We we’re staying in the valley for our second night in the Swiss alps.
We left our high altitude mountain hostel in Gimmelwald and paid the 8 franks to take the tram to the valley floor. We walked around the town trying to locate our hostel and were surprised to find it smack, right in the middle, a 5 minutes walk from the train station. Upon check in, the receptionist mentioned he had a private double room available for an additional 16 franks. We quickly reserved that puppy and we’re able to check in to the room immediately, even though it was only 10am.
Our room was in a separate little cottage, with four bedrooms and a shared kitchen and bathroom. The room was like a hotel room. Amazing, clean and had a view of the he valley floor, train route and largest waterfall.

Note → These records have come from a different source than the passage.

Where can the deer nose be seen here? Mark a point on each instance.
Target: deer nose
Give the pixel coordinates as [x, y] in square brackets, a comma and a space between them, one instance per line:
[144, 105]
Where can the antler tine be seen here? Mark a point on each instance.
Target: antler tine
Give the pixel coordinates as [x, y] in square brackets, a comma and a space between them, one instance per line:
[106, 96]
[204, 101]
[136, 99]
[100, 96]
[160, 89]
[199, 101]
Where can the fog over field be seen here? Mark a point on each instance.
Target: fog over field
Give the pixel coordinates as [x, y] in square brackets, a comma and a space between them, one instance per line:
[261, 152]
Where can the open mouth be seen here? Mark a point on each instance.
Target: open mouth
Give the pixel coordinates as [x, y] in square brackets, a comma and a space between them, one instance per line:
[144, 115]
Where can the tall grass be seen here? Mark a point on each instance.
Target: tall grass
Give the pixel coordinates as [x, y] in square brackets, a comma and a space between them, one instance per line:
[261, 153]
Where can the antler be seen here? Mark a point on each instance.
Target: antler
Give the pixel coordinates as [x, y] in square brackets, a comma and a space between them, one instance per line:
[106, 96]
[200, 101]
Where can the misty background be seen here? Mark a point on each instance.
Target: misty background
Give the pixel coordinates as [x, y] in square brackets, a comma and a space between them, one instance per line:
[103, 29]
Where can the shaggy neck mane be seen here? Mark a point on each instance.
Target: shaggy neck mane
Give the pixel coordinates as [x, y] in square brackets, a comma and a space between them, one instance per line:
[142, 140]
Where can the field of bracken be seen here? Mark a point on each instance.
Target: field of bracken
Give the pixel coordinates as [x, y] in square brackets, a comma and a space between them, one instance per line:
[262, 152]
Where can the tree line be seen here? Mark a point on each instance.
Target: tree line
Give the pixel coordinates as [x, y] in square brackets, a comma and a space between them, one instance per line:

I quickly, ran back downstairs to see if they had availability for one additional night. They said it was reserved but they had bunk rooms available. Loving the hostel and location, we decided to stay one more night and enjoy the Swiss alps for another day. After traveling nonstop and taking trains day after day, we needed to stop, catch up on life, write blog posts and just chill before moving on again.
It was about noon when we decided to finally get moving. We purchased tickets to the top of Europe – an expensive attraction to visit the highest train station/railroad in Europe and explore the tippy top of thee Swiss alps. It was worth every penny.
Our train chugged up the steep mountain hillside, in a Disneyland attraction sort of way. We had purchased a six pack of Swiss beer prior to departure and popped one open for the ride.
The top of Europe is nearly 12,000 feet up, so the train ride took about 2 hours to reach the top, stopping in small alpine towns where we would pick up more tourists, the most from Wengen. The views were insanely beautiful. We were seeing things we’ve always imagined and we were finally there, taking a train to the top, having a beer. It was one of those travel moments we’ll always remember.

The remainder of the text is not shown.